“Apesar de apresentar decréscimo em todo o Brasil, inclusive em Alagoas, a mortalidade materno-infantil ainda está longe do ideal. No caso do nosso Estado, há um agravante: não houve melhora na assistência obstétrica nos últimos 10 anos”. O desabafo é do presidente do Conselho Regional de Medicina de Alagoas, Fernando Pedrosa, lamentando que as promessas de melhora do setor não sinalizam para concretização, e da meta preconizada pelo Ministério da Saúde, de 22 óbitos para cada 1000 nascidos, estamos com 46,4.
Ele explica que o problema está na precarização da assistência obstétrica. Para se ter uma ideia, na última vistoria feita pela médica fiscal Carmem Lúcia Passos de Carvalho (da equipe do CREMAL) na Casa de Parto Denilma Bulhões, da rede de saúde de Maceió, foram constatadas diversas irregularidades. “Notificamos a Secretaria de Saúde de Maceió sobre a situação de inconformidade. Passados mais de 30 dias os gestores não se pronunciaram e não deram retorno ao CREMAL. Tudo continua em péssimas condições. Não foi tomada uma providência sequer para sanar os problemas”, critica Pedrosa.

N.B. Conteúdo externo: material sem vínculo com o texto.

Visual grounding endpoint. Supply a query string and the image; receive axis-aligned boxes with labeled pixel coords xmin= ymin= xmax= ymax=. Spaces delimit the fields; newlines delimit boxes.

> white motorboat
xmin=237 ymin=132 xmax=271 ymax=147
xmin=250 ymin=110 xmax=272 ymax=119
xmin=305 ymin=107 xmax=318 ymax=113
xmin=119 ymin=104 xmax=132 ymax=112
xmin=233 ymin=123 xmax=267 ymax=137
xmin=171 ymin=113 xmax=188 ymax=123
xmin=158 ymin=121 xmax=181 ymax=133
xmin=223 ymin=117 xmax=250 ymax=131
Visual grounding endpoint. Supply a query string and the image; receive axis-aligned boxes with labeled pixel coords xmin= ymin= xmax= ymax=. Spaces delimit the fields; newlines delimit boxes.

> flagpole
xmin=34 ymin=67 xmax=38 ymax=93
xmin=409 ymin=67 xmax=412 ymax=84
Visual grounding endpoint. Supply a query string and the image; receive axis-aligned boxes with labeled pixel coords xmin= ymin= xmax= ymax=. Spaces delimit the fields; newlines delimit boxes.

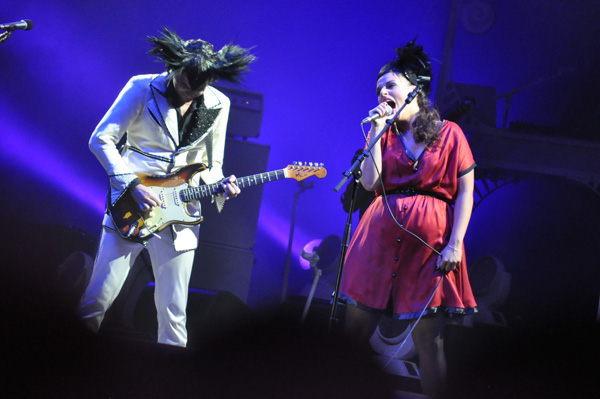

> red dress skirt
xmin=340 ymin=122 xmax=477 ymax=319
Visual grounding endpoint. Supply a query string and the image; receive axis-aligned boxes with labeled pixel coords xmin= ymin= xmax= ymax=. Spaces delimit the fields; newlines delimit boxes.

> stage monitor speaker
xmin=214 ymin=84 xmax=263 ymax=138
xmin=190 ymin=242 xmax=255 ymax=302
xmin=200 ymin=138 xmax=270 ymax=249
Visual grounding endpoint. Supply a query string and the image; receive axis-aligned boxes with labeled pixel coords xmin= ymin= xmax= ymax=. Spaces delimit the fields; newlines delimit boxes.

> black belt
xmin=385 ymin=187 xmax=452 ymax=205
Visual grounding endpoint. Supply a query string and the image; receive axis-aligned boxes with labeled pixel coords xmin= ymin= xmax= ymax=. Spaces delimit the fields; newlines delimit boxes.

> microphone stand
xmin=281 ymin=181 xmax=315 ymax=302
xmin=0 ymin=31 xmax=12 ymax=43
xmin=329 ymin=84 xmax=422 ymax=330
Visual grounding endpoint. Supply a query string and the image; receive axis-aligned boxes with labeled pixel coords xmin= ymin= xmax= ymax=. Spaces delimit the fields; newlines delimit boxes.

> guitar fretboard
xmin=180 ymin=169 xmax=286 ymax=202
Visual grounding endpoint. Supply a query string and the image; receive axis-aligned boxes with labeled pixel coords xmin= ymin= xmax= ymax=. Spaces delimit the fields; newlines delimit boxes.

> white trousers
xmin=79 ymin=228 xmax=194 ymax=346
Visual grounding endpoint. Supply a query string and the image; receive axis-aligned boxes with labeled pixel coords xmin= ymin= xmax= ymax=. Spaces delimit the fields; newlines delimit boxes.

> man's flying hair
xmin=148 ymin=27 xmax=256 ymax=88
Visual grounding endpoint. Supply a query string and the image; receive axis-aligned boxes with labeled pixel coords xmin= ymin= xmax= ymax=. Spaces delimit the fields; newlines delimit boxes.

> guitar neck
xmin=181 ymin=169 xmax=287 ymax=202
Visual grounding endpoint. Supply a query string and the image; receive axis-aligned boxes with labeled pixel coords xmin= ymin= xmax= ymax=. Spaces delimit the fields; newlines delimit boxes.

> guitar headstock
xmin=285 ymin=162 xmax=327 ymax=181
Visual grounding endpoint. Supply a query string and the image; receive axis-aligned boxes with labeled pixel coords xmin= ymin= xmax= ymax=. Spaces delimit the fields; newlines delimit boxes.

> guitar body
xmin=108 ymin=163 xmax=327 ymax=244
xmin=109 ymin=164 xmax=206 ymax=243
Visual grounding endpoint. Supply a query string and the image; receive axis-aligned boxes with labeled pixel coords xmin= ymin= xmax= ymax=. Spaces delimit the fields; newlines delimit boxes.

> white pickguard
xmin=139 ymin=184 xmax=202 ymax=232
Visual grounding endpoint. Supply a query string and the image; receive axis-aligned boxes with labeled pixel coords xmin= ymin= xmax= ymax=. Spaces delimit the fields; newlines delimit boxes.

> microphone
xmin=361 ymin=101 xmax=394 ymax=124
xmin=0 ymin=19 xmax=33 ymax=31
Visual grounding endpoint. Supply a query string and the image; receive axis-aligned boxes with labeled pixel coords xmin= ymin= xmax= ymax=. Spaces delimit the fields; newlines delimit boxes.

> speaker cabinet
xmin=190 ymin=242 xmax=254 ymax=302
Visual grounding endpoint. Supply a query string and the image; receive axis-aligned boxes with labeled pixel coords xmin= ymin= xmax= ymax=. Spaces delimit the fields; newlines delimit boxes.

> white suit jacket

Segundo o relatório da médica fiscal Carmem Lúcia de Passos Carvalho a legislação autoriza casa de parto, mas há de se cumprir uma série de requisitos. Um deles é de que a unidade se estabeleça a cerca de 500 metros de um hospital ou maternidade. No exemplo da Denilma Bulhões, no Benedito Bentes, a referência é o Hospital Universitário, situado a quase cinco quilômetros de distância. Além disso, de acordo com a Portaria 371/2014, do MS, toda casa de parto deve ter médico pediatra e obstetra 24 horas, mas na Denilma Bulhões apenas enfermeira, parteira e técnicas de enfermagem trabalham na assistência às parturientes. “Em termos de infraestrutura não existe um item que atenda as recomendações para o atendimento médico. Falta medicação básica como misoprostol (indicado para dilatar o colo uterino e trabalho de parto, de modo geral), anticonvulsivo (indispensável para tirar a gestante de uma convulsão), ergometrina (útil para controlar a pressão arterial), material de reanimação e, enfim, até soro fisiológico”, diz o relatório do CREMAL.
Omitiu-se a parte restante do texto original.